Says the French, retranslated:

“Eh bien! I no saw not that that frog had nothing of better than each frog” (Je ne vois pas que cette grenouille ait mieux qu'aucune grenouille). (If that isn't grammar gone to seed then I count myself no judge.—M. T.)

“Possible that you not it saw not,” said Smiley; “possible that you you comprehend frogs; possible that you not you there comprehend nothing; possible that you had of the experience, and possible that you not be but an amateur. Of all manner (de toute maniere) I bet forty dollars that she batter in jumping, no matter which frog of the county of Calaveras.”

He included a number of sketches originally published with the Frog, also a selection from the “Memoranda” and Buffalo Express contributions, and he put in the story of Auntie Cord, with some matter which had never hitherto appeared. True Williams illustrated the book, but either it furnished him no inspiration or he was allowed too much of another sort, for the pictures do not compare with his earlier work.

Among the new matter in the book were-“Some Fables for Good Old Boys and Girls,” in which certain wood creatures are supposed to make a scientific excursion into a place at some time occupied by men. It is the most pretentious feature of the book, and in its way about as good as any. Like Gulliver's Travels, its object was satire, but its result is also interest.

Clemens was very anxious that Howells should be first to review this volume. He had a superstition that Howells's verdicts were echoed by the lesser reviewers, and that a book was made or damned accordingly; a belief hardly warranted, for the review has seldom been written that meant to any book the difference between success and failure. Howells's review of Sketches may be offered as a case in point. It was highly commendatory, much more so than the notice of the 'Innocents' had been, or even that of 'Roughing It', also more extensive than the latter. Yet after the initial sale of some twenty thousand copies, mainly on the strength of the author's reputation, the book made a comparatively poor showing, and soon lagged far behind its predecessors.

We cannot judge, of course, the taste of that day, but it appears now an unattractive, incoherent volume. The pictures were absurdly bad, the sketches were of unequal merit. Many of them are amusing, some of them delightful, but most of them seem ephemeral. If we except “The Jumping Frog,” and possibly “A True Story” (and the latter was altogether out of place in the collection), there is no reason to suppose that any of its contents will escape oblivion. The greater number of the sketches, as Mark Twain himself presently realized and declared, would better have been allowed to die.

Howells did, however, take occasion to point out in his review, or at least to suggest, the more serious side of Mark Twain. He particularly called attention to “A True Story,” which the reviewers, at the time of its publication in the Atlantic, had treated lightly, fearing a lurking joke in it; or it may be they had not read it, for reviewers are busy people. Howells spoke of it as the choicest piece of work in the volume, and of its “perfect fidelity to the tragic fact.” He urged the reader to turn to it again, and to read it as a “simple dramatic report of reality,” such as had been equaled by no other American writer.
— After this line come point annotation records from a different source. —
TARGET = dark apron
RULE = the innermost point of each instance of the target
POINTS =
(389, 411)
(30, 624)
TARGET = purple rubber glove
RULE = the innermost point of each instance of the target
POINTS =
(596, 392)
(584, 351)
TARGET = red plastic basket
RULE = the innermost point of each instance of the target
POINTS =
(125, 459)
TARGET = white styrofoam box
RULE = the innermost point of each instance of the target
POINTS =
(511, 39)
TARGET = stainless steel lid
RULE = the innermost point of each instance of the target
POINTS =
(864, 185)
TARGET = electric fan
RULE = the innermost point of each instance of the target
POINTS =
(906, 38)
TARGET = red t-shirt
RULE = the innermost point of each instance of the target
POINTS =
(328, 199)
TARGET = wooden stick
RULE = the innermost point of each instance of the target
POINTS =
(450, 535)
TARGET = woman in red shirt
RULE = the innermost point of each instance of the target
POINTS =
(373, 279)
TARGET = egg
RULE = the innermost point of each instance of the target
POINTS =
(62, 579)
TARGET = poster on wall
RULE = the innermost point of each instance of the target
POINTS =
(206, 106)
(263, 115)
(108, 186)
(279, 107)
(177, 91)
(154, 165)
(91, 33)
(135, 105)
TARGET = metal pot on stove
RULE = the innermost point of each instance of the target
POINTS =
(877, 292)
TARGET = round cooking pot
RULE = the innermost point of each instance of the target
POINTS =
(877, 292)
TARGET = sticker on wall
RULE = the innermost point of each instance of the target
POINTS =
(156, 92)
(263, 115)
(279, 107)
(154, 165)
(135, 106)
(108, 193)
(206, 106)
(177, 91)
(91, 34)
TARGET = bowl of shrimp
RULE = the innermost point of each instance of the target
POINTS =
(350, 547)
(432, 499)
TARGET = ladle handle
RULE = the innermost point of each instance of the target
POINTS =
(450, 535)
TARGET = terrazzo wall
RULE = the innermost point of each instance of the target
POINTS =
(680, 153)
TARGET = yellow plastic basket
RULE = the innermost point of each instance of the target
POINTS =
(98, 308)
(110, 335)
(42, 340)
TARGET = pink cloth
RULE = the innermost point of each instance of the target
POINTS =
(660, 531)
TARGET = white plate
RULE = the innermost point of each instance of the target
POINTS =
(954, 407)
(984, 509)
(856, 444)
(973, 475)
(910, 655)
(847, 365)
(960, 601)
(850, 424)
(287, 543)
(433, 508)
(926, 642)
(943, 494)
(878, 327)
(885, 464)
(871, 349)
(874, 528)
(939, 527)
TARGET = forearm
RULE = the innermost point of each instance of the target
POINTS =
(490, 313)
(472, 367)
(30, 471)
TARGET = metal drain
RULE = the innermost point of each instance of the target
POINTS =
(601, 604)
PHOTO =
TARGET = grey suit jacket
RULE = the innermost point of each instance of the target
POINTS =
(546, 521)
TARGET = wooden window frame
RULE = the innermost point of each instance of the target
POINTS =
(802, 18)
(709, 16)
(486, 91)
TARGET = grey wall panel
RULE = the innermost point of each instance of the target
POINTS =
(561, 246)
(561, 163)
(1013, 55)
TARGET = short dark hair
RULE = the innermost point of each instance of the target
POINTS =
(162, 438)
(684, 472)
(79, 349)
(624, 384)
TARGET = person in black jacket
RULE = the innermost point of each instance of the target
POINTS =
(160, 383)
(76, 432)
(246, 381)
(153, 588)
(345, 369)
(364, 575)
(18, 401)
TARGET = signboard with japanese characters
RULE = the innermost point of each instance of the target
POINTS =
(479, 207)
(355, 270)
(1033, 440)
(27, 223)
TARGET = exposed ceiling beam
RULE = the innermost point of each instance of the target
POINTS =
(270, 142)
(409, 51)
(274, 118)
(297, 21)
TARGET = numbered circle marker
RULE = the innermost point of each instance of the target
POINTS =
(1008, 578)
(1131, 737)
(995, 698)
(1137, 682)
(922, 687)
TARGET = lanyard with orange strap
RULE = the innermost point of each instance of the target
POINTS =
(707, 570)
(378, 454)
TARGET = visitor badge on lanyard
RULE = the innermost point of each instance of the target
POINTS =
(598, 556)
It was in this volume of sketches that Mark Twain first spoke in print concerning copyright, showing the absurd injustice of discriminating against literary ownership by statute of limitation. He did this in the form of an open petition to Congress, asking that all property, real and personal, should be put on the copyright basis, its period of ownership limited to a “beneficent term of forty-two years.” Generally this was regarded as a joke, as in a sense it was; but like most of Mark Twain's jokes it was founded on reason and justice.